I want to find a fourier expansion of only sines representing $g(x) = 1$ on the interval $[0, \pi]$. So I extend the function on $[-\pi, \pi]$ such that it is odd, and calculate $$b_k = \frac 1\pi \int_{-\pi}^0 -\sin(kx) dx + \frac 1\pi \int_0^\pi \sin(kx) dx = \begin{cases} \frac 4{\pi k} & \text{if $k$ is odd} \\ 0 & \text{if $k$ is even}\end{cases}$$
Now same thing, except that the function is defined on $[0, 2\pi]$. Again I extend it on $[-2\pi, 2\pi]$ and find
$$b_k = \frac 1{2\pi} \int_{-2\pi}^0 -\sin(kx) dx + \frac 1{2\pi} \int_0^{2\pi} \sin(kx) dx = 0$$
What's wrong with this? The fourier series is zero? I must have done some calculations wrong but I can't find the error...

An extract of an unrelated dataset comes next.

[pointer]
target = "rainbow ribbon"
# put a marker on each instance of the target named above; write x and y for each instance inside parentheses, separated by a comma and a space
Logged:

On an interval of length $T$, we have a complete orthogonal system consisting of the functions
$$\cos \frac{2\pi k x}{T},\; k \in \mathbb{N}\quad \text{and} \quad \sin \frac{2\pi k x}{T},\; k \in \mathbb{N}\setminus \{0\}.$$
For $T = 4\pi$, that means we also need the functions with half-integer frequencies, $\sin \bigl(n + \frac{1}{2}\bigr)x$ and $\cos \bigl(n + \frac{1}{2}\bigr)x$ - where for odd functions, only the sines appear in the Fourier expansion. The half-integer frequencies correspond to the odd $k$ in the expansion of $g$ on $[-\pi,\pi]$, while the integer frequencies correspond to the even $k$, and consequently all vanish.